Trump tweeted today that Mexico is going to pay for the border wall, although he admitted Mexico won’t send money. He claims that his NAFTA-replacement deal will pay for the wall over time. Democrats dispute that, asking where that money will come from.

In a rebuke to Trump, the Senate voted unanimously to blame Saudi Arabia’s crown prince for the murder of journalist Jamal Khashoggi, calling on the Saudis to ensure accountability. I can’t remember the last time the Senate did anything unanimously on a significant issue.

Angered by the Khashoggi killing, the Senate also voted to withdraw military assistance for the Saudi involvement in the Yemeni civil war. It’s a symbolic vote because the House has voted against it. The crisis in Yemen is multi-faceted and decisions should not be made in anger. That said, the suffering of the Yemeni people, initially caused by Iranian-supported rebels, clamors for serious attention from the international community.

Meanwhile, Yemen’s opposing sides agreed to an immediate ceasefire in Hodeida, a crucial port city where fighting has stopped aid deliveries, leaving the country on the brink of famine.

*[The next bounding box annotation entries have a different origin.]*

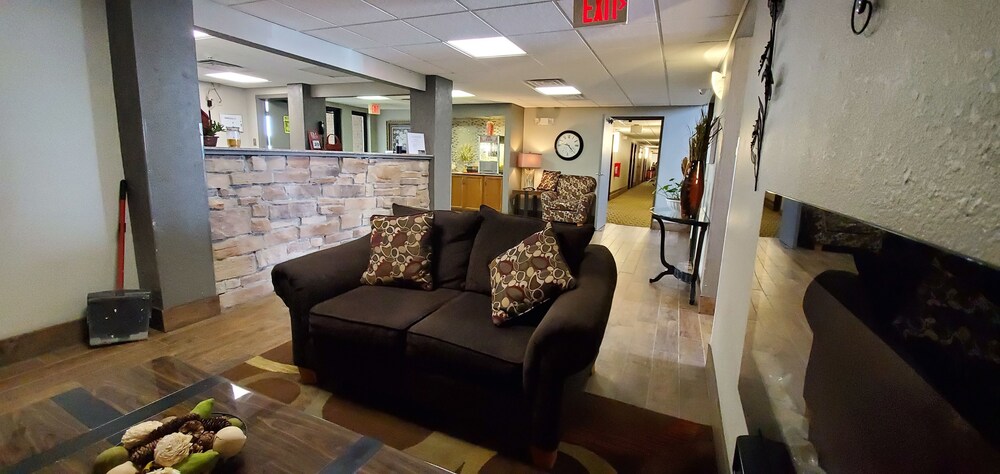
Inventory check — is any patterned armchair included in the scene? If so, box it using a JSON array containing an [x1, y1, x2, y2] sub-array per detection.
[[541, 175, 597, 225]]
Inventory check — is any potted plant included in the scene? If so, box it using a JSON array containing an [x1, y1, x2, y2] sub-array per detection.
[[456, 143, 479, 173], [654, 178, 681, 211], [202, 120, 226, 146]]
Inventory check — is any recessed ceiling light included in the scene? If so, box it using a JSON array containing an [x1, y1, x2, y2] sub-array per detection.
[[205, 72, 268, 84], [535, 86, 580, 95], [448, 36, 525, 58]]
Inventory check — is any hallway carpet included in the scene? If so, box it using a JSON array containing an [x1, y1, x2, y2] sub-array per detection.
[[223, 343, 716, 474], [608, 181, 655, 227]]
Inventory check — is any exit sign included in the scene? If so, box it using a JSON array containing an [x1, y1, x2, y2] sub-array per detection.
[[573, 0, 628, 28]]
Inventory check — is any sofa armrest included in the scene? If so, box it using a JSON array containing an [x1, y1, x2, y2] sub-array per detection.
[[271, 234, 371, 367], [524, 245, 618, 451], [524, 245, 618, 393]]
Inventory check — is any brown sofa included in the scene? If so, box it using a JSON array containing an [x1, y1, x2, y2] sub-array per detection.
[[272, 206, 617, 459]]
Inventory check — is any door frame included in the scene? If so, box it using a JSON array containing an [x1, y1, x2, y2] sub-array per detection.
[[594, 115, 667, 229]]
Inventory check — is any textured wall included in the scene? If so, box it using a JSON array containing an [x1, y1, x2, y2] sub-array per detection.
[[205, 155, 430, 307], [760, 0, 1000, 265]]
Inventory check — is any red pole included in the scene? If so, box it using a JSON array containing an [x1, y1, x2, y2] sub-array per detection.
[[115, 179, 128, 290]]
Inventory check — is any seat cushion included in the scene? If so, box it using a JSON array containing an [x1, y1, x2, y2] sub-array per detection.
[[309, 286, 461, 354], [406, 292, 535, 388], [465, 206, 594, 295], [392, 204, 482, 290]]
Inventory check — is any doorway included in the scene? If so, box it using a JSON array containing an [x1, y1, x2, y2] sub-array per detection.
[[598, 117, 663, 227]]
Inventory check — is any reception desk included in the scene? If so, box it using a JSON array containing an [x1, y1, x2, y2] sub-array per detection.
[[451, 173, 503, 211]]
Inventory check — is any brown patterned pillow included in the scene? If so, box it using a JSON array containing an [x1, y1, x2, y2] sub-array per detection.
[[361, 212, 434, 290], [490, 224, 576, 326], [535, 170, 562, 191]]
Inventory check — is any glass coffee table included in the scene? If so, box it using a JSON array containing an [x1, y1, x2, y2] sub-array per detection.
[[649, 207, 708, 305], [0, 357, 448, 473]]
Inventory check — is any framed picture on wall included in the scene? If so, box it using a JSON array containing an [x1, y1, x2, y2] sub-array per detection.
[[385, 120, 410, 151]]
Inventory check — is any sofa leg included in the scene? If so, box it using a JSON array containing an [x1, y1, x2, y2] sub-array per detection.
[[531, 446, 559, 471], [299, 367, 319, 385]]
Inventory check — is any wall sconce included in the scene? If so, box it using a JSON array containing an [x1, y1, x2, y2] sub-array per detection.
[[517, 153, 542, 191], [712, 71, 726, 99]]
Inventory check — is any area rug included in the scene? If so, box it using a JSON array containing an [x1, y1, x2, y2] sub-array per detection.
[[222, 342, 716, 474]]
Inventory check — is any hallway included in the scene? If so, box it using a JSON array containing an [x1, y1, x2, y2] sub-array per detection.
[[608, 180, 655, 227]]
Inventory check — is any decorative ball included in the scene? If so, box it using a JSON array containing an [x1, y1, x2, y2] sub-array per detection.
[[153, 433, 191, 467], [108, 461, 139, 474], [122, 421, 163, 449], [212, 426, 247, 458]]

The terrorist who attacked a major Christmas market in Strasbourg, France was killed by police after he reportedly opened fire in the city’s Neudorf district. The French government is urging an end to the recent protests after the Strasbourg murders, claiming security forces are stretched thin.

Scores of bomb threats were emailed Thursday to businesses, schools, and hospitals, among others, across the US, causing evacuations and anxiety from New York City to San Francisco. The threats are not deemed credible, but they have caused serious disruptions.

In a further example of how the Trump administration has abandoned traditional Republican fiscal responsibility, the federal deficit has surged by 50% so far this fiscal year, which started only two months ago. The main culprit is soaring federal spending.

The CDC reported that nearly 40,000 people were killed by guns in the US in 2017. That’s the highest number of gun deaths in almost 40 years.

And Virgin Galactica’s tourism spaceship climbed fifty-one miles above Earth, for the first time reaching what the company and US agencies consider the boundary of space. The company is not saying when commercial flights will begin, but more than 600 people have committed up to $250,000 for space rides.